Если проблема заключается в одновременном посещении большего количества URL-адресов, вы можете посещать их по одному, используя сигнал spider_idle ( https://docs.scrapy.org/en/latest/topics/signals.html. ).
Идея состоит в следующем:
1.start_requests посещает только первый URL-адрес
2. когда паук бездействует, метод spider_idle называется
3. метод spider_idle удаляет первый URL и посещает второй URL
4.так на ...
Код будет примерно таким (я не пробовал):
class SlfSpider1Spider(CrawlSpider):
name = 'slf_spider1'
custom_settings = { 'CONCURRENT_REQUESTS': '1' }
allowed_domains = ['gipfelbuch.ch']
start_urls = ['https://www.gipfelbuch.ch/gipfelbuch/touren/seite/'+str(i) for i in [1,650]]
@classmethod
def from_crawler(cls, crawler, *args, **kwargs):
spider = super(SlfSpider1Spider, cls).from_crawler(crawler, *args, **kwargs)
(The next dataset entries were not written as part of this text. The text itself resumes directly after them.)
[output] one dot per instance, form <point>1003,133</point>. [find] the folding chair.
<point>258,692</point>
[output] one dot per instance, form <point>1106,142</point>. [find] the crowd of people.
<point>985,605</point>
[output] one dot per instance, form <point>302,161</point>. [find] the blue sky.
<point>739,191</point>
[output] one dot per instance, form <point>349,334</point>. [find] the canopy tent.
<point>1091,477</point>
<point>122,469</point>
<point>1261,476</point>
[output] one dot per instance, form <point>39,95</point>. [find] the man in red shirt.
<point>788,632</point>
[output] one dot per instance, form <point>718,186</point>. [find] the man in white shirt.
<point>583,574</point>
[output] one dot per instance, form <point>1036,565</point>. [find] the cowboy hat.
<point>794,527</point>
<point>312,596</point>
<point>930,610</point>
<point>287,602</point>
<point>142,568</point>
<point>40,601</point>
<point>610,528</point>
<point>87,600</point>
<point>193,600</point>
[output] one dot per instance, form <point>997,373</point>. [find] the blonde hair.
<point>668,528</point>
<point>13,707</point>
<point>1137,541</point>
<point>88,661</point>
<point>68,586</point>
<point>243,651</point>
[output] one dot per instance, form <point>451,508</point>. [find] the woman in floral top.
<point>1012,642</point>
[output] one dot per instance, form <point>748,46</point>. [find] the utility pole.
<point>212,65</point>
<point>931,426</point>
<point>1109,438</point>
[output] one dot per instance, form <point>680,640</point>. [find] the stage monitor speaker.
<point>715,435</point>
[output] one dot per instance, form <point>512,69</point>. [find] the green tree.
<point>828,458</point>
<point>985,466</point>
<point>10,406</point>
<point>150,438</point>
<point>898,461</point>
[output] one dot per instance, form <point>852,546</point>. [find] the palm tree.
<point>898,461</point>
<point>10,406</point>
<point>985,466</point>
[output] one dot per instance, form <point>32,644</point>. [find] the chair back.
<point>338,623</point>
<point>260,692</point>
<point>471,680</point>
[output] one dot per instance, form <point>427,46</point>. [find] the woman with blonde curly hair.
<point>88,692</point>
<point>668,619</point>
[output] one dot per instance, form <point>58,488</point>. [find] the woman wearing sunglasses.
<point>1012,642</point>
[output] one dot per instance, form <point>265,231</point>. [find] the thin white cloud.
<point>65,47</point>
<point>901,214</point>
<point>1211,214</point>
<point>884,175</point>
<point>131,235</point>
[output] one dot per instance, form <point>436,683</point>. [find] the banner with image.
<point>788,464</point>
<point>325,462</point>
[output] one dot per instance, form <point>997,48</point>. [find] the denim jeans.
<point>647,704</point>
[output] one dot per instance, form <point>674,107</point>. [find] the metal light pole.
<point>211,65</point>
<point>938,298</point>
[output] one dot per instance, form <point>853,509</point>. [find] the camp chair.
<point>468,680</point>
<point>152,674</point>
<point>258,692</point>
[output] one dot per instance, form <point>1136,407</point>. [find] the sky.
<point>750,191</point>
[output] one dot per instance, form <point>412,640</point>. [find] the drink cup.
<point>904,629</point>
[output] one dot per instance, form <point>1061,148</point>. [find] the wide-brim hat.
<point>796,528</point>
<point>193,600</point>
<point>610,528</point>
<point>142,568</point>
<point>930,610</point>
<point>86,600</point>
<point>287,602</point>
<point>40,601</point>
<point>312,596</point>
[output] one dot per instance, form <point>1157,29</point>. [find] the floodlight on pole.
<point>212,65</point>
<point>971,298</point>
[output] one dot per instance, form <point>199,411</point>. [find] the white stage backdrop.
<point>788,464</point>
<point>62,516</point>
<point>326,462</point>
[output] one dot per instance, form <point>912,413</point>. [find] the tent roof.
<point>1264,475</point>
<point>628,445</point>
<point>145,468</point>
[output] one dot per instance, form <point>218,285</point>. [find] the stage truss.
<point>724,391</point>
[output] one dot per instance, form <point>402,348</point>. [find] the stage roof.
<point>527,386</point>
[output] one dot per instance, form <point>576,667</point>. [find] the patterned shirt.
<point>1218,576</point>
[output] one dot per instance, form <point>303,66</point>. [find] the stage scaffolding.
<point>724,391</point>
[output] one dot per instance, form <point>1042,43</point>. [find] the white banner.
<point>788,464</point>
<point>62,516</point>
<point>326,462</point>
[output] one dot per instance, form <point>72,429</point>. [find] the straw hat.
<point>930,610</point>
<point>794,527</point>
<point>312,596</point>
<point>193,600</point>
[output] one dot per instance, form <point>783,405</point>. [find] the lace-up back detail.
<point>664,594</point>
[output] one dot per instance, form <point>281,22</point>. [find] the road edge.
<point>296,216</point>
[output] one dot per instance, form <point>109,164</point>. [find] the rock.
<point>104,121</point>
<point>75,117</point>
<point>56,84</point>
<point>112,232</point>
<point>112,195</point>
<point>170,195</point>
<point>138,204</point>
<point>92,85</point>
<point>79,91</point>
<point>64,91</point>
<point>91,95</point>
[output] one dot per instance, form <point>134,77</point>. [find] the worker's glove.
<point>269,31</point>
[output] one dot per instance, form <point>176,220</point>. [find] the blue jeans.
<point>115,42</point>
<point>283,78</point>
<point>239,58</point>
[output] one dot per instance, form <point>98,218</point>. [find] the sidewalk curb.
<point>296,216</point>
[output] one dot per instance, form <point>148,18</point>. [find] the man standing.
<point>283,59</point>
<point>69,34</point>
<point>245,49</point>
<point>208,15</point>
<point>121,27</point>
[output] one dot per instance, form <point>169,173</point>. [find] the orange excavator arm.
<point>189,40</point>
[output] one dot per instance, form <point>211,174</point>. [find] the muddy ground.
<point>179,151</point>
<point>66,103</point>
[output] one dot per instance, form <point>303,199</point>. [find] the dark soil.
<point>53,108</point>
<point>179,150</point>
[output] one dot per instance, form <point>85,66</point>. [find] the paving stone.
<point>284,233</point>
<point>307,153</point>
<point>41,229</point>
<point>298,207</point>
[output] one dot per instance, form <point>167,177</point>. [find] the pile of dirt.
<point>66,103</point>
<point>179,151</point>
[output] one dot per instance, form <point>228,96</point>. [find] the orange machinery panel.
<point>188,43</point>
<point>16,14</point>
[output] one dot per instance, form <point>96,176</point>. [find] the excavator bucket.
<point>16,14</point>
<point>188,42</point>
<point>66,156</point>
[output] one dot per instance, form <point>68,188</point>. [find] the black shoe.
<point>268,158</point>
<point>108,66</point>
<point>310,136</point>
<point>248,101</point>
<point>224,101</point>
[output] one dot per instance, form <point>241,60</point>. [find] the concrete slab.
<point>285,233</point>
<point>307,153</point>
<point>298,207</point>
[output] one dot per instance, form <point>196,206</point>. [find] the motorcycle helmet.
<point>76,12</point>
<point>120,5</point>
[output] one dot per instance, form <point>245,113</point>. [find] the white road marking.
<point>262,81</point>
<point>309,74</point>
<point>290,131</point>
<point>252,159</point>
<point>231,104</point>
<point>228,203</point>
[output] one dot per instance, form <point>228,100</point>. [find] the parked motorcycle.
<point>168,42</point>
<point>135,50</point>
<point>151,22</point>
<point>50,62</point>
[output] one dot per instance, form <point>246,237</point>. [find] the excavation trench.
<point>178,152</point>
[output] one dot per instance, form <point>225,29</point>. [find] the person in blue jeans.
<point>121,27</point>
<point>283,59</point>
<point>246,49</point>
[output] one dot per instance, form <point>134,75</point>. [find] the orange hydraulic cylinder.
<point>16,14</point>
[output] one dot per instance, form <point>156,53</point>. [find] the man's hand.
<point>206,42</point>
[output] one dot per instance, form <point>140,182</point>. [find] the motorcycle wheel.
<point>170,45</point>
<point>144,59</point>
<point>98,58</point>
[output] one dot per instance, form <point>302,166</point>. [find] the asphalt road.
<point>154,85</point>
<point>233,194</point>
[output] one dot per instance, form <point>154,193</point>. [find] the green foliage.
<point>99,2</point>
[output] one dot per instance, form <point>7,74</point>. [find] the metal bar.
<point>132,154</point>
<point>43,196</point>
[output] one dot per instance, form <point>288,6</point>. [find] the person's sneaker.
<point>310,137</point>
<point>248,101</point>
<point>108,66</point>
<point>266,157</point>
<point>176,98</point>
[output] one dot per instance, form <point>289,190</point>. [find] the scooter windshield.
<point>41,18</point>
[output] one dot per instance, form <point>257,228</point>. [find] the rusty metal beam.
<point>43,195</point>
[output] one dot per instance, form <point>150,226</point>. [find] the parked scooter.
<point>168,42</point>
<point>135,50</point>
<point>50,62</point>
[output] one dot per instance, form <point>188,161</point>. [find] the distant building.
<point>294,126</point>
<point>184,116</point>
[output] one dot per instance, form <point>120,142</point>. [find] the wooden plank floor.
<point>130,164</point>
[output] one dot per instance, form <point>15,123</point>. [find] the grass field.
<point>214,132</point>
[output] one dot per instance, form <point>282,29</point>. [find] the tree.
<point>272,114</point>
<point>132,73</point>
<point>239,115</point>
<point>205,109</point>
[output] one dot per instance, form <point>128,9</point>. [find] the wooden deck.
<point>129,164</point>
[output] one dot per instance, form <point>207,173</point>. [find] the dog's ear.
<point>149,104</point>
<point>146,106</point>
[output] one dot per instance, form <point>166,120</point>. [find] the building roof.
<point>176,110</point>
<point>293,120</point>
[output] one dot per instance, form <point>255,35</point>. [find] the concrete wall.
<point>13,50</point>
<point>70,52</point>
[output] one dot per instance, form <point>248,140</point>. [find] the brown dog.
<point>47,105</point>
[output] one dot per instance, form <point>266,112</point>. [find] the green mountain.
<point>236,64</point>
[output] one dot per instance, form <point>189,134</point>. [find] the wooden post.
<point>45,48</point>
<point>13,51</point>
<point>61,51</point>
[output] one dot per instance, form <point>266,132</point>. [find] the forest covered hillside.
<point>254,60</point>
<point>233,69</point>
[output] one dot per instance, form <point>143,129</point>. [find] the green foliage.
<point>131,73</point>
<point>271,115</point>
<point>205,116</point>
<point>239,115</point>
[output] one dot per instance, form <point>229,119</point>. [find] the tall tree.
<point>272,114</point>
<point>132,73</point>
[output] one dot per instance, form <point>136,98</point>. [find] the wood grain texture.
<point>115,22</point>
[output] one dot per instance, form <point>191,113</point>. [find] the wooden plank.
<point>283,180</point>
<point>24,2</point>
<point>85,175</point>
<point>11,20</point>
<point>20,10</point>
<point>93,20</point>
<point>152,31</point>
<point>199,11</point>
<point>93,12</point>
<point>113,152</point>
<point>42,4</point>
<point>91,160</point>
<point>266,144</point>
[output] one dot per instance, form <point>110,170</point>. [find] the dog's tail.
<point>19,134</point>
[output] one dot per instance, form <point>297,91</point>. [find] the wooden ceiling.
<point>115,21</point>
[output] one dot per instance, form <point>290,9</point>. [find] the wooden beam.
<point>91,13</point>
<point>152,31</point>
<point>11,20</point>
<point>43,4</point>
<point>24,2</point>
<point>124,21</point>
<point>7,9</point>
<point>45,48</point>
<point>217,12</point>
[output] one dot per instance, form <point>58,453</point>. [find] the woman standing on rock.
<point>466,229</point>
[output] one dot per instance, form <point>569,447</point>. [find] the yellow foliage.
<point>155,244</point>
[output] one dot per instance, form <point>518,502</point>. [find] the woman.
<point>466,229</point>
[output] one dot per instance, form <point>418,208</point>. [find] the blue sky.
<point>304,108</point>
# Here you set which method the spider has to run when it gets idle
crawler.signals.connect(spider.spider_idle, signal=signals.spider_idle)
return spider
# Method which starts the requests by vicisting all URLS specified in start_urls
def start_requests(self):
# the spider visits only the first provided URL
url = self.start_urls[0]:
print('#### START REQUESTS: ',url)
yield scrapy.Request(url, callback=self.parse_verhaeltnisse, dont_filter=True)
def parse_verhaeltnisse(self,response):
links = response.xpath('//td//@href').extract()
for link in links[0:2]:
print('##### PARSING: ',link)
abs_link = 'https://www.gipfelbuch.ch/'+link
yield scrapy.Request(abs_link, callback=self.parse_gipfelbuch_item, dont_filter=True)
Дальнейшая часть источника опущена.